Urban Farm Lab
Completed project January 2019-December 2019
During the project, a new kind of indoor food production centre was created at Metropolia University of Applied Sciences’ Vantaa campus, where different food production technologies were tested.
What was it about?
Food has a significant effect on the environment. Most of the climate impact of food comes from the use of fertilisers, farmed animal production and uncontrolled food waste.
In the future, urban food production will complement traditional field farming when the growing season is short, for example, in hot and dry areas, as well as in cold and dark areas. Population growth also forces us to seek new solutions alongside traditional food production to ensure food security. Urban food production reduces transportation distances and the need for packaging materials.

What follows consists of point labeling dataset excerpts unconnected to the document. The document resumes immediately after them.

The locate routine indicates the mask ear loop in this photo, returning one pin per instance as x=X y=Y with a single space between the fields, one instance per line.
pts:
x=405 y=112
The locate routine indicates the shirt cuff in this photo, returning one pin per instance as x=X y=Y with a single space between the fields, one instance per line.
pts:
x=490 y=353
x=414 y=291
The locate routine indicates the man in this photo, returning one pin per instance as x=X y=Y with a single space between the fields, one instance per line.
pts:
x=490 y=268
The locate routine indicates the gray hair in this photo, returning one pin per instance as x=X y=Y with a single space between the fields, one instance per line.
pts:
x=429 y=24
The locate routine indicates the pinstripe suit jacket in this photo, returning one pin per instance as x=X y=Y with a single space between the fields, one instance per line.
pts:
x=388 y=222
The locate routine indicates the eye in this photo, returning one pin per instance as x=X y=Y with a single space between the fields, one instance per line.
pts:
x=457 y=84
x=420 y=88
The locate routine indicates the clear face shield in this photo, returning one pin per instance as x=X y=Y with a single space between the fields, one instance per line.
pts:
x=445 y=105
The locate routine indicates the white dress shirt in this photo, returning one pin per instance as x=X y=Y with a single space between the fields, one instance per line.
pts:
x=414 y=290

In controlled conditions, nutrients are not leached into the environment, and the growing season is not limited to summer, so new potatoes could be grown all year round.
Urban farming is a future cultivation method that creates new circular economy solutions with the help of new food production technologies. At the Myyrmäki campus of Metropolia University of Applied Sciences in Vantaa, Sitra and five companies experimented with growing food in an industrial hall. The experiment was a continuation of a project involving Ultima, a circular economy restaurant.
What was achieved?
The project implemented a new indoor food production centre, the Urban Farm Lab, which serves as a learning environment for experts, companies and students. During the first trial phase of the testing laboratory, various food production technologies were tested in the facility.

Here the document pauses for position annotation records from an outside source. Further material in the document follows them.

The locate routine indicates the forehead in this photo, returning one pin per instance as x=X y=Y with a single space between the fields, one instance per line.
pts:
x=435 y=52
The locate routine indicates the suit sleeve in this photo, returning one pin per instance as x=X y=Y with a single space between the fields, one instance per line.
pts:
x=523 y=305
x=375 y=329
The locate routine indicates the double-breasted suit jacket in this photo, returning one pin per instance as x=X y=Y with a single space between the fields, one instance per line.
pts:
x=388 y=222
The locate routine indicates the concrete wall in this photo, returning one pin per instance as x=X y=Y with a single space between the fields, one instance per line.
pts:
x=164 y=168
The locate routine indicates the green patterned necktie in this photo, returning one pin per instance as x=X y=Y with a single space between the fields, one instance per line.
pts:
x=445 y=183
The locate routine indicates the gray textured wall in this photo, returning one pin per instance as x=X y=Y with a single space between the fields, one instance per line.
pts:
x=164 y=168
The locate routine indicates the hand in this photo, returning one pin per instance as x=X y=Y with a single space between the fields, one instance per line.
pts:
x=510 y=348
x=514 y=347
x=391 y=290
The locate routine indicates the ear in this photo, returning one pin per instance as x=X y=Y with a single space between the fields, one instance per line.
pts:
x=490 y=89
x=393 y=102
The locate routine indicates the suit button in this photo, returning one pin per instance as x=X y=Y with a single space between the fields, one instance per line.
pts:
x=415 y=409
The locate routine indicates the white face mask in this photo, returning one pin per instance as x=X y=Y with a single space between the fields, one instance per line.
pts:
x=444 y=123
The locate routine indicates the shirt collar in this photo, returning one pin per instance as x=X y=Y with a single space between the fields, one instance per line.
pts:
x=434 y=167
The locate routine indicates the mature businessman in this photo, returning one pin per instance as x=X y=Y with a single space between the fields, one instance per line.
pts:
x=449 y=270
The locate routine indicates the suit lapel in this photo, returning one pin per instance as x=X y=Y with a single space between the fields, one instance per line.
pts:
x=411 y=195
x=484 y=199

During the project, growing method experiments were made with potatoes, hops, algae, herbs, lettuce, mushrooms, crickets and mealworms. The aeroponic and hydroponic growing methods used are based on hydroculture where plants take their nutrients directly from water instead of soil. A container of crickets was brought into the facility for conducting insect breeding experiments. During the project, the cricket container offered a favourable breeding and experimental environment not only for crickets but also for mealworms. However, at the end of the project, the construction of cultivation platforms was still a work in progress and the development work continues.
The project created a novel operating model for promoting and developing food production technologies to be integrated into Metropolia’s teaching. Thanks to the new operating model, the centre continues to act as an interesting research, development, innovation and learning environment for future food production. During the project, the students had opportunities to participate in several indoor food production trials and the building of the space and to collaborate with various companies. They also completed several theses, exercises and projects as part of their studies.
The Urban Farm Lab has been a unique experimental project that has attracted a great deal of national and international interest both in the media and among operators in the sector. The project has allowed companies, research institutes, cities and organisations in different fields to study and experiment with sustainable solutions for indoor food production. However, at the end of the project, the building of networks and co-operation models was still in its very early stages. The experimental environment also remained uncompleted.
The project was co-ordinated by Metropolia University of Applied Sciences. Sitra funded the project, and the project manager on Sitra’s side was Merja Rehn. Five start-ups were also involved: EntoCube Oy, Helsieni Oy, Little Garden Oy, Redono Oy and Siukkula Oy.
The activities and development of the Urban Farm Lab still continue. The next step is to make the business profitable and expand similar food production models to the industrial sector and export the technologies abroad. Over the next development phase, the aim is to start testing the use of production side streams in particular.